It may be simple, it may not require any equipment, but the push up is one of the most effective bodyweight exercises. This compound movement works a multitude of upper body muscles with the main focus on the chest, shoulders, triceps and core. If stronger pecs are therefore what you’re after, then they should be a staple in your programme.
But, let's be honest, simple doesn’t equate to ‘easy’ and learning how to master the push up with the correct form is far from that. Do it wrong and you won't reap its full benefits, not to mention you're increasing your chances of injury.

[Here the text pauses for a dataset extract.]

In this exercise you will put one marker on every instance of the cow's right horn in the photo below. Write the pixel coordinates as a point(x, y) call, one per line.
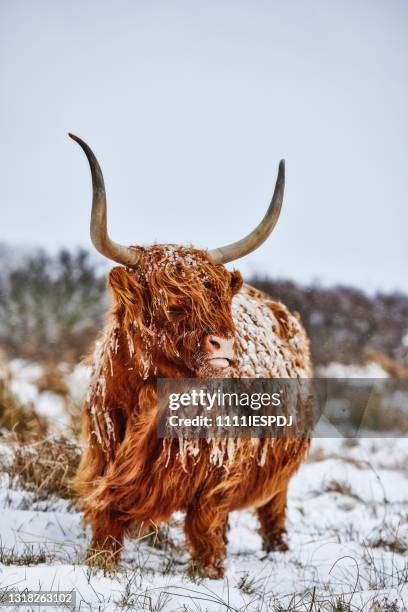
point(99, 230)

If you’re determined to become a pro, there are hacks you can do to make push ups easier. However, if you’d rather focus your attention elsewhere then there are plenty of alternative exercises out there that can provide you with exact same benefits. These are the five we'd recommend...
1. Incline push up
Ok, so this may be a variation of the push up but, trust us, an incline push up is a lot easier than a regular push up. It’s one of the best push up alternatives as it actually targets the exact same muscles, but places even more emphasis on the chest and less on your arms and shoulders. You don’t need any equipment for it either, you can just use a wall, stairs, or even a table. The greater the incline, the easier it will be to perform.
2. High plank
People often mistake the plank for being just a core strengthening exercise, but this bodyweight movement also targets many muscles including your chest, shoulders, legs and forearms. As the high plank sets you up in the push up position, it’s a good way to improve your push up form (if you're still determined to nail them). Whether you’re looking to develop your chest or not, it’s an exercise that should be included in all training programmes.
3. Dumbbell chest press
This classic strength exercise is loved amongst bodybuilder and powerlifter crowds and is great for building the chest, triceps, shoulders and core. Perform it either on a weight bench or, if you don’t have one, take it to the floor, which actually makes it a lot easier as your range of motion is shortened. Plus, this will allow you to press more weight, meaning bigger gains.
4. Seated shoulder press
As well as hitting the deltoids, the seated shoulder press works your upper chest and triceps. Performing this seated, as opposed to standing, is easier as your back, shoulders and glutes have more stability, which means your core doesn’t need to support you as much. Again, this means you’ll be able to lift a lot heavier. It’s usually performed with a pair of dumbbells, but if you don’t have any, then a resistance band would work just as well.
5. Chest dips
Chest dips are a great alternative to the push-up and target almost the identical muscles – the chest, shoulders and triceps. These are arguably just as hard as a push up, but one way to make them easier is by incorporating a resistance band. After that, you can move onto your bodyweight and then eventually use a weight belt. If you’re at home, you'll need two parallel surfaces to perform these, or you could always head down to the park and use the climbing frame bars.